Был ли он доволен своим новым положением? Пожалуй, да. Но где-то внутри, в самой глубине души тихо накапливалось недовольство. Получалось, как ни крути, он одну службу сменил на другую. Суть не в том, лучше или хуже она старой. Суть в том, что и здесь он не хозяин сам по себе и здесь его поступки предопределяет чья-то воля.
Нельзя сказать, что это его недовольство было постоянным и неизменным. Иногда ему, напротив, казалось, что выполнять чье-то решение много лучше, чем решать за других и для других. И все-таки стремление к самостоятельности было сильнее. Оно и заставило его поехать в Тайшиху.
А самостоятелен ли он сейчас? Вряд ли. Районное начальство никуда не девалось, а тут еще Белозеров. Молодой, малограмотный, горячий, своевольный, сладить с ним порой просто невозможно.
Все это Павел Рымарев понял в первые же дни. Поразмыслив, решил, что будет лучше, если не станет делать попыток противоречить Белозерову, по крайней мере явно. Пока. А там будет видно.
Это было очень верное решение. Если бы не оно, Максим мог втянуть его в такое дело, из которого и не выбрался бы. Поддержи он тогда Максима и Абросима без всяких оговорок, Белозеров обвинил бы в сознательном срыве хлебосдачи, в пособничестве оппортунистам. Попробуй потом докажи, что это не так. Нет, во всех таких делах любая опрометчивость может дорого обойтись. Очень и очень осторожным надо быть, чтобы избежать ошибок, не подставить себя под удар.
Но осторожность и осмотрительность неимоверно усложняют работу. Все время будь начеку, все время смотри, как бы не попасть впросак.
Домой Рымарев возвращался зачастую совершенно разбитым. Хорошо хоть, что теперь есть дом, есть семья, есть кому позаботиться и о нем, и о маленьком Ваське. Верка Евлашиха стала для него и для сынишки самым близким человеком.
За годы вдовства Верке опостылела одинокая никчемная жизнь. Баба без семьи, по ее словам, как пень у большой дороги торчит никому не нужный, разве когда свинья бок почешет или кобель подвернет нужду справить, а все другие мимо, мимо. Рымарева с мальчишкой его малолетним она приняла так, будто всю жизнь ждала. Уж одно то, что есть о ком заботиться, радовало Верку. Васька, неуклюжий карапуз, льнул к ней больше, чем к родному отцу, а когда впервые назвал мамой, она даже всплакнула украдкой.

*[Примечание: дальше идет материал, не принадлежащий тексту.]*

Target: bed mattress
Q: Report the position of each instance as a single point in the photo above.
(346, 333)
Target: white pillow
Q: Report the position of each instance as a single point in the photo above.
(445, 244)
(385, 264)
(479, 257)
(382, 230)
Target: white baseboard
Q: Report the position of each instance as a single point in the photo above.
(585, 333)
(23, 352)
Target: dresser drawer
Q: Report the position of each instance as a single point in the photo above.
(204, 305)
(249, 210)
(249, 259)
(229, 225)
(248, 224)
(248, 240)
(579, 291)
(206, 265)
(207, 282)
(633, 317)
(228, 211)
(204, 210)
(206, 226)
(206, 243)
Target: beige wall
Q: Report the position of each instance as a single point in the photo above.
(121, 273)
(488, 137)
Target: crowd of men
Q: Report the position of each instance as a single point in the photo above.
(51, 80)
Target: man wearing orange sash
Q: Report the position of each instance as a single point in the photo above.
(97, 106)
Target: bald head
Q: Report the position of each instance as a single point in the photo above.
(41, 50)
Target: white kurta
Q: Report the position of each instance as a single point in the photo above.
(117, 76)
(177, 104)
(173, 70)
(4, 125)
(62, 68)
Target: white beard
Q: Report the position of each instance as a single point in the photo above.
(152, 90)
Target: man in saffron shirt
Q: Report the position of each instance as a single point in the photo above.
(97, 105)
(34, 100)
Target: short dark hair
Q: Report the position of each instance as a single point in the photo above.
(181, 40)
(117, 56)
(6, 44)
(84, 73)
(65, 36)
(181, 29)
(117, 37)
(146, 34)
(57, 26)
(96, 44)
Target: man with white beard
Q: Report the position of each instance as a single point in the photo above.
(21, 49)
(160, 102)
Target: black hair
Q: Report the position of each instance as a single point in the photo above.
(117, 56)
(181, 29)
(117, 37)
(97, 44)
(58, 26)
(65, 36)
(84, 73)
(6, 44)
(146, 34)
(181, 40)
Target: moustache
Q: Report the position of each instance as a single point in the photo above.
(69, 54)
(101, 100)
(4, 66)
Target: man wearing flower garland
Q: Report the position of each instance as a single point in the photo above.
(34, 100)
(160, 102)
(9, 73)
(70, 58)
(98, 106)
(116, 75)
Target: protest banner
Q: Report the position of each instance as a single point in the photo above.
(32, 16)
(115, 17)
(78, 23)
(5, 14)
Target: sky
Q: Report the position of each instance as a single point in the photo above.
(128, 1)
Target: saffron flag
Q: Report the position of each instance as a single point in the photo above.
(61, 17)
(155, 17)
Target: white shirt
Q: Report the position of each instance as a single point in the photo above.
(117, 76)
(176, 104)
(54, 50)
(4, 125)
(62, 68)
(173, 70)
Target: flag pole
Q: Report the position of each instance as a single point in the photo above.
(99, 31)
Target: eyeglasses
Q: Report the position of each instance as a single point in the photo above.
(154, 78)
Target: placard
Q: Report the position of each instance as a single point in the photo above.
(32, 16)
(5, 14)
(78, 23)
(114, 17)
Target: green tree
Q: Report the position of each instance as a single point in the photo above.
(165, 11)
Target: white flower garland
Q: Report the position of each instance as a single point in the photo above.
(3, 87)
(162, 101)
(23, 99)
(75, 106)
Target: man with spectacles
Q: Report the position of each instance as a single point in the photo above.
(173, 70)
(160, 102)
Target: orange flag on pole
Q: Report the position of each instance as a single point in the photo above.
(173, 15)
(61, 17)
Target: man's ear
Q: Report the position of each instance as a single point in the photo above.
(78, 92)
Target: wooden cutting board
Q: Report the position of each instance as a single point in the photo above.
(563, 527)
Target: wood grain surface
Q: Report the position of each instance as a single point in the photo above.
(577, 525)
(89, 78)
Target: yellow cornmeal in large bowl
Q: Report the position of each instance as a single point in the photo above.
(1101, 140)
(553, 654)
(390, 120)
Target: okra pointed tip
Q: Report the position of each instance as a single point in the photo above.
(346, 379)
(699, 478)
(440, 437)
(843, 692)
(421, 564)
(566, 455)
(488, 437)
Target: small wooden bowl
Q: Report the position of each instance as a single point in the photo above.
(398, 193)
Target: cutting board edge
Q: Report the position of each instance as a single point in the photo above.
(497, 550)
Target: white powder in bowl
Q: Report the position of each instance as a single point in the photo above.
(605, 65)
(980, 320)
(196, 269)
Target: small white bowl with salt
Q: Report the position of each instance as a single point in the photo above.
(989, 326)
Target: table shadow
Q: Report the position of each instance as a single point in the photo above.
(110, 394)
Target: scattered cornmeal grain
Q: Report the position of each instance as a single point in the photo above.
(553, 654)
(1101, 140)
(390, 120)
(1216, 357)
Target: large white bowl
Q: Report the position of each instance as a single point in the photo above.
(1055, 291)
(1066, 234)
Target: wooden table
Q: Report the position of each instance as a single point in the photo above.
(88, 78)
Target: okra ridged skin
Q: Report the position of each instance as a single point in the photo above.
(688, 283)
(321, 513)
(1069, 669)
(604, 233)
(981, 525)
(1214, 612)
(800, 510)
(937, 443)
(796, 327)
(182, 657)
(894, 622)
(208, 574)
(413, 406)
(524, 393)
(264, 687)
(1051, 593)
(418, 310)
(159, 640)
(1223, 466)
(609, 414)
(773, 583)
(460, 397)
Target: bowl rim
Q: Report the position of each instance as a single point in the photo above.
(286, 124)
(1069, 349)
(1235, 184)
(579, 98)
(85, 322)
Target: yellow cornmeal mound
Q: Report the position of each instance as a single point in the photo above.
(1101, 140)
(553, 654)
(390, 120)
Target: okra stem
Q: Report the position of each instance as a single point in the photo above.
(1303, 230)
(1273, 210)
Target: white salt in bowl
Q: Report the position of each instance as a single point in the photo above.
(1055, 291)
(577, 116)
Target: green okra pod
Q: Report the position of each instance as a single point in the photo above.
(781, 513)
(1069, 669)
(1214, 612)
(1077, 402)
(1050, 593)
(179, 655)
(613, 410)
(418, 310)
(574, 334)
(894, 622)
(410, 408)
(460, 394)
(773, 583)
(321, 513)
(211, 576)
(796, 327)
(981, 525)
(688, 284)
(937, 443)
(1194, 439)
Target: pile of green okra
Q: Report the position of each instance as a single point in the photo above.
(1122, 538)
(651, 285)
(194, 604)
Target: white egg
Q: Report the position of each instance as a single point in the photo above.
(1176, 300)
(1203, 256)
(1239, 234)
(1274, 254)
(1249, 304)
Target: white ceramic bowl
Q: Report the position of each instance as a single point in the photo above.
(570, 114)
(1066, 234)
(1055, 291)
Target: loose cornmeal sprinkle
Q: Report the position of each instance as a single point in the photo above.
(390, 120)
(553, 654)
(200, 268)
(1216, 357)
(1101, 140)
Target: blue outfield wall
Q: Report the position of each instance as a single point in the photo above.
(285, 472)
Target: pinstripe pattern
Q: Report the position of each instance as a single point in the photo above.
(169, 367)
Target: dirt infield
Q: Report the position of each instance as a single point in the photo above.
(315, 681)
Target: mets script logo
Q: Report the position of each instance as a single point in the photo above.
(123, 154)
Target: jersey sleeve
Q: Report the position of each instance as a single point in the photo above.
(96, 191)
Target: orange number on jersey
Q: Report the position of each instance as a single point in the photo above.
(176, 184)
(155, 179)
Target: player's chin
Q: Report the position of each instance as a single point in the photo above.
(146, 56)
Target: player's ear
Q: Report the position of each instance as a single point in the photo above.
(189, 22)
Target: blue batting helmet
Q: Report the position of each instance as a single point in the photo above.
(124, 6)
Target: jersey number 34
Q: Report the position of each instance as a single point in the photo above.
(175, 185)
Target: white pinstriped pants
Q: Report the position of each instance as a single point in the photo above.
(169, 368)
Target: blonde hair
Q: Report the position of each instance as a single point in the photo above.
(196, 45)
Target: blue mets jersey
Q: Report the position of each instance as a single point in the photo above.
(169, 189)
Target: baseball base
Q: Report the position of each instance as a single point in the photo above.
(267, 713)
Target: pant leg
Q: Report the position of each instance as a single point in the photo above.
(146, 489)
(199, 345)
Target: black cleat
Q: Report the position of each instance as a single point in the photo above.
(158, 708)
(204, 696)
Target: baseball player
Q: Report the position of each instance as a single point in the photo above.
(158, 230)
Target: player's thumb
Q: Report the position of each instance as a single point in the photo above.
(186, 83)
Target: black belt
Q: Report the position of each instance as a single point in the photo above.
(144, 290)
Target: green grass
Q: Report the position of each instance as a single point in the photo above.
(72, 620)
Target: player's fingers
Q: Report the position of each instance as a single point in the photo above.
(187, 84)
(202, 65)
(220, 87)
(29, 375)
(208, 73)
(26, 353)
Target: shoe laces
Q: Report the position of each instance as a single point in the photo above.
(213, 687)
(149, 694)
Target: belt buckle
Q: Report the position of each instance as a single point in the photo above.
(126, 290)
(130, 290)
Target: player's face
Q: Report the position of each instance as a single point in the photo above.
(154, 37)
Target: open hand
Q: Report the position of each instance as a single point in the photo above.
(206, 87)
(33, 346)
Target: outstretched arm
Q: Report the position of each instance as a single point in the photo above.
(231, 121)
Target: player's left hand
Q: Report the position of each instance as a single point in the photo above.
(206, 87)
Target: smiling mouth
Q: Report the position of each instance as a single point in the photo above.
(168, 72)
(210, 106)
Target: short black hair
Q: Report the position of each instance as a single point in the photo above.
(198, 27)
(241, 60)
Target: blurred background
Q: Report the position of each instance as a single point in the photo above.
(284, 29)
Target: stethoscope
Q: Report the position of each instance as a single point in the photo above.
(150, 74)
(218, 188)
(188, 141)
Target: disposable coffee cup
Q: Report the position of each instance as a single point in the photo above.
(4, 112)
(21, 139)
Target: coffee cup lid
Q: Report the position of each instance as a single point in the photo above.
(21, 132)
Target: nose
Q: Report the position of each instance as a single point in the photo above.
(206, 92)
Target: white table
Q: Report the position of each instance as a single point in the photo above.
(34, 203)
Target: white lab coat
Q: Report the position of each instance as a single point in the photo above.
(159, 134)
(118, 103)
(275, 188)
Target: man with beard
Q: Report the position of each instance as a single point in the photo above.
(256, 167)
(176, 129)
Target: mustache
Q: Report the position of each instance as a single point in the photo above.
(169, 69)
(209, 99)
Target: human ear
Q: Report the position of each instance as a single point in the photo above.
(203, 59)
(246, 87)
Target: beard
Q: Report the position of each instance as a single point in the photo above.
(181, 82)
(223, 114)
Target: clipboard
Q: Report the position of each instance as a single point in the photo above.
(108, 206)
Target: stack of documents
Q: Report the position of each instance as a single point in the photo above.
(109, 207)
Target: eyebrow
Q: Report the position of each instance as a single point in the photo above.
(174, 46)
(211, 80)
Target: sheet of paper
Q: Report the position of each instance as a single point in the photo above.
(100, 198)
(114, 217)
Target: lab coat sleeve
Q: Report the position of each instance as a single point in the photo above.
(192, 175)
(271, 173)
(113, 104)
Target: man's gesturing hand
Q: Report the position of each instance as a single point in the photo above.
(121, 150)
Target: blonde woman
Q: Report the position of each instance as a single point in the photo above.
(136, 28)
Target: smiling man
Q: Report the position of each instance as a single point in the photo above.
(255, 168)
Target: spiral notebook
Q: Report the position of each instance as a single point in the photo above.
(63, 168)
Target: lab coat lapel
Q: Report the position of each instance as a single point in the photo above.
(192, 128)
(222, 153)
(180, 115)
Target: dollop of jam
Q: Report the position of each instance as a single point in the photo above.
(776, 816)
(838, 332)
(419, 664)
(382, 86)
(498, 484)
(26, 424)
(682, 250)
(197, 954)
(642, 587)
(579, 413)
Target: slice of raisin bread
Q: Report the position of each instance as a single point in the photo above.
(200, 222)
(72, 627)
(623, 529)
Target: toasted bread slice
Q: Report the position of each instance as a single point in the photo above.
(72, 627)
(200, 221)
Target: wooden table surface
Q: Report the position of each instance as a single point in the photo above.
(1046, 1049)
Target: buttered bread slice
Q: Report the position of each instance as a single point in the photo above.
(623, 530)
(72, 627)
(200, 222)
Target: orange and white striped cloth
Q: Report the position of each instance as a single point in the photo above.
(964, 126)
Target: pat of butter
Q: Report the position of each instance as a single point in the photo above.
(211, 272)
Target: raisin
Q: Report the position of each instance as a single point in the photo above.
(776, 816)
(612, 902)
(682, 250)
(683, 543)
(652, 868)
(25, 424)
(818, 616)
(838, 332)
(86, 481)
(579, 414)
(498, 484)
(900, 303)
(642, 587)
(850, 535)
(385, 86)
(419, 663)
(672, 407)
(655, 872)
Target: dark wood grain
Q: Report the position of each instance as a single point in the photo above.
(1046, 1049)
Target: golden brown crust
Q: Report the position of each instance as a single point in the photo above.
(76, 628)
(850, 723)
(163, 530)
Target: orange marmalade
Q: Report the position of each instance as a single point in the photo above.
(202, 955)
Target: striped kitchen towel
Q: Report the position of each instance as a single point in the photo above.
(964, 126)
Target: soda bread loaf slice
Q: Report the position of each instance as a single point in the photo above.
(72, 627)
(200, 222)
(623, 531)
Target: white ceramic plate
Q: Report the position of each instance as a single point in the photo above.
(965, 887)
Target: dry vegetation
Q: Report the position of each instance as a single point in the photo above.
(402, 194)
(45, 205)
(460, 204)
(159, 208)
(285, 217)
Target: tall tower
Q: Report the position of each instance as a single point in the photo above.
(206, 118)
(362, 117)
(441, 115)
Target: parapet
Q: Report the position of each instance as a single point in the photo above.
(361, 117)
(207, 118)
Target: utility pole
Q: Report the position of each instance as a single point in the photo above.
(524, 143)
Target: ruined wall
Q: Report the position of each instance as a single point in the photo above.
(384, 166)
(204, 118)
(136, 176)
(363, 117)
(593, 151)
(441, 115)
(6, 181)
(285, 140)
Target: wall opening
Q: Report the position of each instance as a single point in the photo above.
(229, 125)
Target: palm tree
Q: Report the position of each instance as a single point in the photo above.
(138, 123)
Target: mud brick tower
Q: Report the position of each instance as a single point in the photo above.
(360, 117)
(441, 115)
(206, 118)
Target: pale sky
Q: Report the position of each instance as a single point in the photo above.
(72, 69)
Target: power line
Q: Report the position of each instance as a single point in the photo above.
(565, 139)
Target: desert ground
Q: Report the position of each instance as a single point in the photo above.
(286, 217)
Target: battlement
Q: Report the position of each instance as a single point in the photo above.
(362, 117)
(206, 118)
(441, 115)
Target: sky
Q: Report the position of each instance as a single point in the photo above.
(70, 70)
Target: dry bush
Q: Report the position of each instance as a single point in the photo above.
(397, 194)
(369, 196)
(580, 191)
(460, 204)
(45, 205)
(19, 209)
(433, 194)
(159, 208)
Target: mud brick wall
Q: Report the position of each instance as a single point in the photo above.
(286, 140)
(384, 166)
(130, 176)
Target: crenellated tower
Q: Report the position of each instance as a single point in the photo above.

А Павлу Верка не знала, как и угодить. Вернется он с поля грязный, усталый, у нее уже баня истоплена, чистое белье приготовлено, ужин налажен. Читает он вечером газету или пишет, Верка на цыпочках ходит, не стукнет, не шебаркнет. И никогда не было, чтобы намекнула, что дровишек нет или на мельницу надо съездить, или забор подправить мало ли мужичьей работы в крестьянском дворе! Все сама, ее здоровенные ручищи одинаково ловко держали и топор, и подойник. Соседки подсмеивались над Веркой:
— Для чего мужика в доме держишь?
— Вам-то что за дело? — отшибала насмешки Верка.
Злые языки при случае намекали ему на небезупречное прошлое Верки. Но это его мало трогало. Прошлое человека принадлежит только ему самому.
Дома он чувствовал себя таким, каким по-доброму человек должен чувствовать себя всюду самостоятельным, независимым, свободным от тягостной необходимости взвешивать каждое свое слово, выверять каждый поступок. За короткое время он настолько привык к неназойливой заботливости Верки, к ее наивному обожанию, что не мог уже и представить, как раньше обходился без всего этого.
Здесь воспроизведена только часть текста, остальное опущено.